The smaller parts came out very shiny while larger ones had a frosted finish to them. The only issue I had was that the larger parts were scratched up. Maybe during the heat treat process to remove embrittlement?  Bead blasting took care of this and it was not an issue.  My last plating experience came out well but I had to re-thread everything. This does not seem to be an issue this time and will be a significant time saver. I think the prep work I did this time - documented in a  previous post - enabled this success. CAD adds thickness. If you do not strip the old CAD before adding new you will need to clean up the threads. I had a few threads to clean up this time but not many. 

Out of the box and ready to sort. 
I am matching them up to the parts book and photos I took. 

Making progress....

Spokes look great. 

Scratched parts .... on to the bead blaster. 

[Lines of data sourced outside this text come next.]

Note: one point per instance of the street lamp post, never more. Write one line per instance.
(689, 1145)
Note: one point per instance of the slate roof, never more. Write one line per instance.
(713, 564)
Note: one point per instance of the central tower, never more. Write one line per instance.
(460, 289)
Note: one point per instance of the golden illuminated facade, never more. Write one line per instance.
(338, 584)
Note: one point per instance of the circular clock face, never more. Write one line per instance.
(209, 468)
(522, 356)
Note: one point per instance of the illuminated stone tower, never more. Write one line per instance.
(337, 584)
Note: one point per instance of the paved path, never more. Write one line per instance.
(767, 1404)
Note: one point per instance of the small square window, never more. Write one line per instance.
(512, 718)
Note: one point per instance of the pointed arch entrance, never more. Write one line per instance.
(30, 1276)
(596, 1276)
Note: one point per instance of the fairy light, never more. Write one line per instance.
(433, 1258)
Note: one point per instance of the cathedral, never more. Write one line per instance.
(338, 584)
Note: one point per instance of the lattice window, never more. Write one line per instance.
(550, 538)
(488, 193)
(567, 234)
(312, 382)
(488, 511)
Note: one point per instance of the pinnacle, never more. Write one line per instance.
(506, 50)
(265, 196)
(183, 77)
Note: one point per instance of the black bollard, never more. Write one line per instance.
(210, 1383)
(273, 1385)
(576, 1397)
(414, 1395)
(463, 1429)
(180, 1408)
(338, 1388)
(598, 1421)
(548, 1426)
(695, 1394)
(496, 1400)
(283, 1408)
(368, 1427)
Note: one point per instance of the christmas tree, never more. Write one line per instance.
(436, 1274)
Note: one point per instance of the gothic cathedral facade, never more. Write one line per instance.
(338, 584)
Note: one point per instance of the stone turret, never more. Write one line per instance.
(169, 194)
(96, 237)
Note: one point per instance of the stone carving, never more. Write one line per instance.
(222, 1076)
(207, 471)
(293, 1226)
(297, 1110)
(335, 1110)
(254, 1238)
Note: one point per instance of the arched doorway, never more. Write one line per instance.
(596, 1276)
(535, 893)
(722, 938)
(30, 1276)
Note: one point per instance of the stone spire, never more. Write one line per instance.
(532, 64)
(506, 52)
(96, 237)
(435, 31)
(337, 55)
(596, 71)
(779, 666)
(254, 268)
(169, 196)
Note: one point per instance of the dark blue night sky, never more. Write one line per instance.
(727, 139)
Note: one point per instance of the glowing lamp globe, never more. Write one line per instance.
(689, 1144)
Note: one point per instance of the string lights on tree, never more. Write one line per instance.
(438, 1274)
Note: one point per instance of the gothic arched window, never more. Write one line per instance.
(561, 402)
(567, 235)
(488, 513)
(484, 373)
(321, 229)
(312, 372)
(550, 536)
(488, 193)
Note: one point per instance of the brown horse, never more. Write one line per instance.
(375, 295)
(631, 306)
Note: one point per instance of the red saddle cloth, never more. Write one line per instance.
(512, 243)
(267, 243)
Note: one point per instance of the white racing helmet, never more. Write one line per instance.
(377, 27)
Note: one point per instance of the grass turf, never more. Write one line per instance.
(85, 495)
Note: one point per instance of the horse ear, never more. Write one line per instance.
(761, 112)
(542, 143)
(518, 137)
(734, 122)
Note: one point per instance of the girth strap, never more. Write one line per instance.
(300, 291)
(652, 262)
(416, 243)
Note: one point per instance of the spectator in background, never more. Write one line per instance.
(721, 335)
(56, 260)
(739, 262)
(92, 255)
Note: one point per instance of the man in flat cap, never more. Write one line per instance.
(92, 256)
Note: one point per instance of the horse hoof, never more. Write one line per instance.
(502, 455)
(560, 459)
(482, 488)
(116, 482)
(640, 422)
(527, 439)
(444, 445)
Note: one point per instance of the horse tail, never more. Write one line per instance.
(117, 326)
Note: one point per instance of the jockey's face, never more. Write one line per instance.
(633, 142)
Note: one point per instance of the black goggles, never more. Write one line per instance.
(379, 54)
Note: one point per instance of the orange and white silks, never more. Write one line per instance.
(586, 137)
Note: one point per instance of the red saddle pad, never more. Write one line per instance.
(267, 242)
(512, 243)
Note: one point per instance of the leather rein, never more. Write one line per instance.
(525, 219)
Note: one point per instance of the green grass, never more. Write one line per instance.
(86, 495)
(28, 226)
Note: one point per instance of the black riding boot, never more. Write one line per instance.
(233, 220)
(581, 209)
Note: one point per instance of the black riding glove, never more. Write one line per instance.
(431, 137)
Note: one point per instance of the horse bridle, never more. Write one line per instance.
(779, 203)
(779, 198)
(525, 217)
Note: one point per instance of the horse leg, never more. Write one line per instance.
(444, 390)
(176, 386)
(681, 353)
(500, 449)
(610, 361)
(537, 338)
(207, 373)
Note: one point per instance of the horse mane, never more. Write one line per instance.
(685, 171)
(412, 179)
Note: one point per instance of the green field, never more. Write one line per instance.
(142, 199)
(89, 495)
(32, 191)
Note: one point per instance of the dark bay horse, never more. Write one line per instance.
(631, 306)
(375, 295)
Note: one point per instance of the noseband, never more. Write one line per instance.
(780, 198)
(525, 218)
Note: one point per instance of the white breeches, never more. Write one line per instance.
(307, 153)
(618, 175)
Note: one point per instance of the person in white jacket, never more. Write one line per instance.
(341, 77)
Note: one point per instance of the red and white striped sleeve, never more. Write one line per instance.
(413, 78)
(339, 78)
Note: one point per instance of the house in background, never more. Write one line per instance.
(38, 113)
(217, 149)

Matching up oil cooler hardware. 

I also had the black cap screws and lock washers finished in “black phosphate”. I have used home blue kits on firearms in the past and have not had the best luck with it. These parts came out well but do not exactly match the original plating although they are very close. Phosphate is a durable finish that should not wear or rust any time soon. I think it will look fine and work well although I plan to research other options next time.

Original on the right, black phosphate on the left. 



Another diversion.....granpa's 1964 Coleman 220F.....not running since the late 1960's.....carb cleaned in the ultrasonic, a new generater and mantles installed, and we're ready to go.... a carb rebuild is a carb rebuild.